The iPad concept isn't really all that new. What makes it spectacular is the infrastructure (the app store, in particular) and the display, along with the Apple name and marketing. Newer ideas in the UI space certainly help, but the iPad isn't alone in having touchscreen, multitouch or gestures. The timing was good, though, and having a customer base already used to small touchscreen devices (the iPhone and iPod Touch, as well as similar Android and other devices) made the sales easy.
But the iPad is basically a consumption device, and a relatively expensive piece of kit for what it does. Producing content is difficult. Expect consumption devices to become something like the pads in Star Trek TNG and later -- you'll be able to have a stack of them floating around, probably meshable, and treat them much like you'd treat notebooks or pads of paper today.
But to do anything beyond reading and interactive video, you really need something with an input facility. Some folks will need a versatile multimodal input, and for that, something like the
Orkin Design concept rolltop computer would serve. Heck, the flexible OLED display used in the rolltop would also allow a roll-up consumption device that's easier to transport (and cheaper) than the iPad.
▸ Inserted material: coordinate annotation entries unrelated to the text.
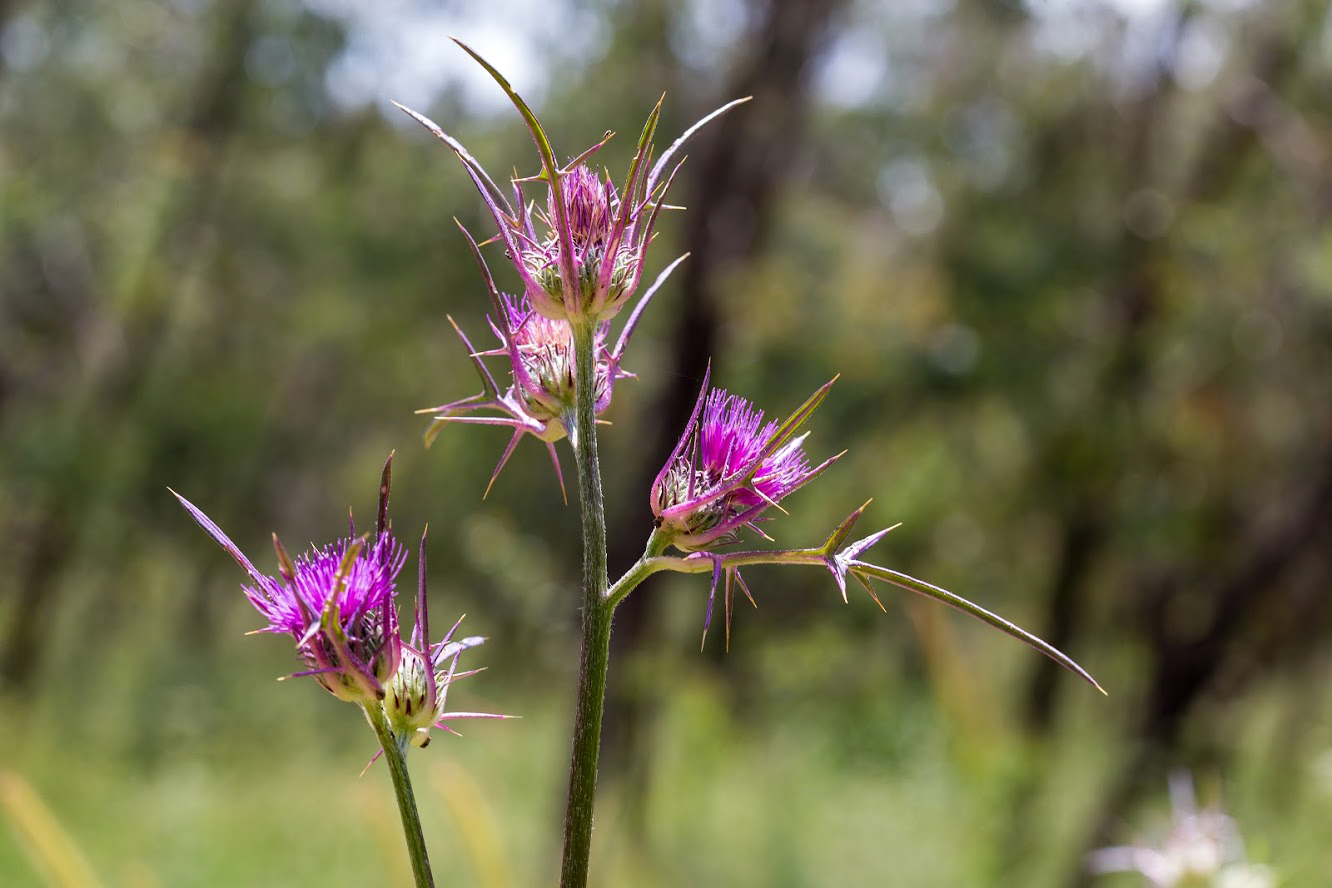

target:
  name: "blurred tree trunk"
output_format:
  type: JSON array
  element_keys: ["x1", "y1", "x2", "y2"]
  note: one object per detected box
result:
[
  {"x1": 1068, "y1": 3, "x2": 1332, "y2": 887},
  {"x1": 603, "y1": 0, "x2": 844, "y2": 816},
  {"x1": 0, "y1": 0, "x2": 256, "y2": 695}
]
Still others are going to be mostly text-bound and need something with a real keyboard -- and there's no reason to expect that something small, lightweight and with a keyboard that feels as good as, say, the Thinkpad keyboards can't come along to serve that market as well. (Look for Lenovo in that space -- something smaller and lighter than the X series with the power of the T series, a distributed SSD, similar to the MacBook Air, and a convertible tablet/notebook form factor would be a killer.) And then there's the gamers to think about -- touchscreen is a lousy gaming interface.
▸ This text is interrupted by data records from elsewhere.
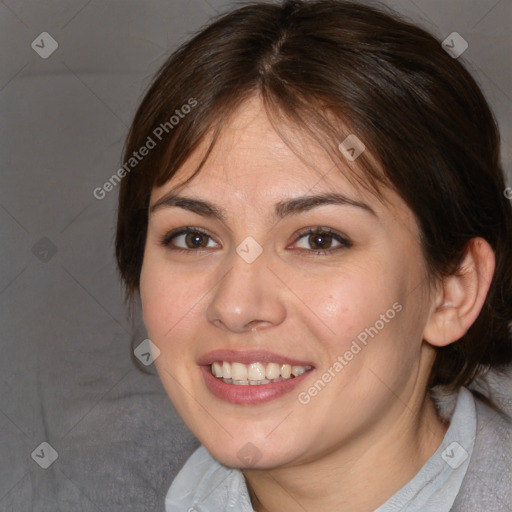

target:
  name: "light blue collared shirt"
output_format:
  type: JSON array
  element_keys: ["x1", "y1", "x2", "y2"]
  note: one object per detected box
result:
[{"x1": 165, "y1": 388, "x2": 476, "y2": 512}]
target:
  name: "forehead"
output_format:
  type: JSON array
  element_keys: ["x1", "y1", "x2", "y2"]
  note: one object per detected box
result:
[{"x1": 152, "y1": 97, "x2": 378, "y2": 208}]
The iPad is hardly the end of the line. Content consumers will want things that are lighter, less bulky, easier to carry around (perhaps folded up in a pocket) and nearly disposable. With OLED displays, ARM-type processors and ever-cheaper flash memory, there's no reason
not to expect the iPad to be eclipsed soon. Maybe the newer, better device will also carry the Apple name -- I wouldn't put it past Jony Ives to come up with a shiny new gotta-have-it package.